The making of ‘This is my story. What will yours be?’: A whiteboard animation
By Tom Grew, February 2015
I became involved in the whiteboard animation project after Marisha from the INVOLVE Coordinating Centre saw me give a presentation at a Great Ormond Street Hospital event in October 2013. Following my diagnosis of Hodgkin’s Lymphoma at the age of 18, I had become passionate about being a representative for teenagers and young adults with cancer, especially given the enormous difficulties I faced both during and after my illness.
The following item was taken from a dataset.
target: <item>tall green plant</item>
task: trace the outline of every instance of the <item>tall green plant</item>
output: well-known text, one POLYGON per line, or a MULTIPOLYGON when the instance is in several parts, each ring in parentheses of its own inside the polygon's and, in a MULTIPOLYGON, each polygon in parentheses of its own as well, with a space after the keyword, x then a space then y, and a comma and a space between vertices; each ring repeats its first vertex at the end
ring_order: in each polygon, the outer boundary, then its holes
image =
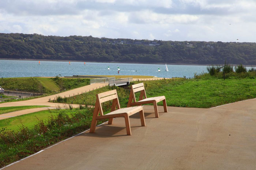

An advisory group was formed with me, Christine and Carol, who are both INVOLVE Group members. I was invited to join the team as somebody who had experienced ill health at a young age and then got involved in health research as a result. We agreed to use whiteboard animation, which combines a voiceover with pictures drawn on a whiteboard. This was a new concept to me but I soon realised its potential.
It was great to be able to meet and then work with new people, sharing ideas and experiences. We had to figure out how we could engage young people, while also getting our message across. The initial script was basic, but it developed as we moved forward. There was a sense of eager anticipation as we waited for the next drawings to come through from the animators. I even got to head to a sound studio in London to record the voiceover – I felt like a pop star!
I could never have imagined at the start that the animation would turn out the way it has. I hope it provides a medium to chart the story of someone who got involved in research for the first time, how they found the experience and what it meant to them. In essence a journey – from being new to research to becoming meaningfully involved. My own journey was difficult but out of it came some wonderful chances to get involved in health research and make a difference. I hope this project can show other young people just what is possible.
Download a transcript of the animation
Simon Stones, patient and co-researcher on the MobApp Project:
“My involvement in research as a patient representative has been a roller coaster of an experience, and has inspired me to become an academic researcher in the future. I have been active in patient and public involvement (PPI) research from December 2012, after my rheumatology consultant suggested that there was a vacancy for a patient representative on the national Arthritis Research UK clinical studies group. I have participated in a variety of activities, including charity liaison meetings, poster presentations at conferences, speaking to children and young people, lecturing to students, being a co-applicant on grants and studies and leading pieces of research to help make a difference. I have enjoyed every minute of my involvement, and despite the many voluntary hours it takes, on top of my existing career/education, it most certainly is worth it. Participation in research has definitely been a positive in my life, I recommend that everyone tries it at some point.”